Podría pasarme la mañana entera escribiendo sobre la gesta de Pawel, pero dejemos más bien que sea Manolo Orjuela el que nos la cuente en su anhelada obra de teatro. Por lo pronto quisiera decir que siempre me han desconcertado sus montajes que ha subtitulado “Notas al pie de página” o “Acotaciones”. Son lecturas muy libres de autores clásicos, como Esquilo, Sófocles, Shakespeare, o, como la obra que acaba de estrenar, una versión de la novela de Zygmunt Krasinski titulada “La NoDivina comedia”, puesta en escena al alimón con Ania Nowicka, con jóvenes actores de la escuela de formación interpretativa de Caracol Televisión.
De nuevo, se trata de “acotaciones” al texto de Krasinski que no son, a mi modo de ver, otra cosa que reflexiones patafísicas donde Colombia se cuela en el montaje y lo sacude hasta pararle los pelos al espectador. Caeríamos en la trampa si tratáramos de “entender” lo que los Nowicki han construido con una traviesa profundidad. No. Las obras de teatro no se explican, como no se explican las sinfonías o la pintura abstracta. Son eso que tenemos al frente y nada más. A todas luces, me parece un acto de valentía y de profundo sarcasmo el hecho de que Pawel, con sus setenta y dos años a cuestas, siga siendo un niño travieso, con su cara enrojecida por el alcohol y la ira, devolviéndonos los favores de su estancia con un nuevo viaje hacia una Polonia de vallenatos, donde debemos entrar con valentía y salir con ganas de volverla a ver.

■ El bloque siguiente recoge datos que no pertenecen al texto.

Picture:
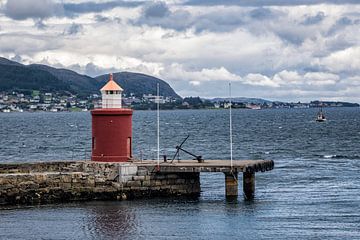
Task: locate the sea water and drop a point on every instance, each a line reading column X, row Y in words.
column 312, row 193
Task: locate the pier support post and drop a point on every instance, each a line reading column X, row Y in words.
column 249, row 185
column 231, row 184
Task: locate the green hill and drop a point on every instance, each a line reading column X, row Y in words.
column 16, row 76
column 139, row 84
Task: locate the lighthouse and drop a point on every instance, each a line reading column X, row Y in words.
column 111, row 127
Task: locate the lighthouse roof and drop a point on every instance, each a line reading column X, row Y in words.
column 111, row 85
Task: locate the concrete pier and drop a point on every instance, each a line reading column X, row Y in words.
column 249, row 185
column 64, row 181
column 231, row 184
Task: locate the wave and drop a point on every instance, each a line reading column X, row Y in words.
column 336, row 156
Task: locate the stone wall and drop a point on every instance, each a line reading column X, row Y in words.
column 49, row 182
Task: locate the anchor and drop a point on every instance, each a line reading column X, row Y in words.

Podría interesarle leer: Hero y Leandro: el mito alrededor del cual gira la humanidad
Quiero muchísimo a la Casa del Teatro Nacional, desde su nacimiento y me encanta saber que con Pawel Nowicki hemos compartido su escenario para inventarnos un mundo que no sabemos, a ciencia cierta, de qué manera hay que complacerlo. Esta semana termina la temporada de “La NoDivina Comedia”. Como todo lector atento lo sabe, del Dante se han hecho parodias y homenajes, que van desde Balzac hasta Borges, desde Manoel de Oliveira hasta Jean-Luc Godard. Nada se parece a la lectura de Ania y Pawel Nowicki. Es un juego para sacudir a sus actores. Y a fe que lo logran. Por mi parte, llevo toda una mañana dominical tratando de desempolvar sus claves y he preferido, más bien, evocar al amigo e invitar a los lectores a que se lancen al viaje de “La NoDivina Comedia” de Krasinski según Pawel. Solo su afiche, con la “Libertad guiando a su pueblo” de Delacroix, ondeando la bandera de Colombia, ya es toda una invitación al disfrute. Y a los latigazos. Aquellos dardos que solo los nuevos románticos, los que se pierden en las sombras del pasado, saben ofrecer para que el público sepa degustarlos y entrever el camino del insomnio.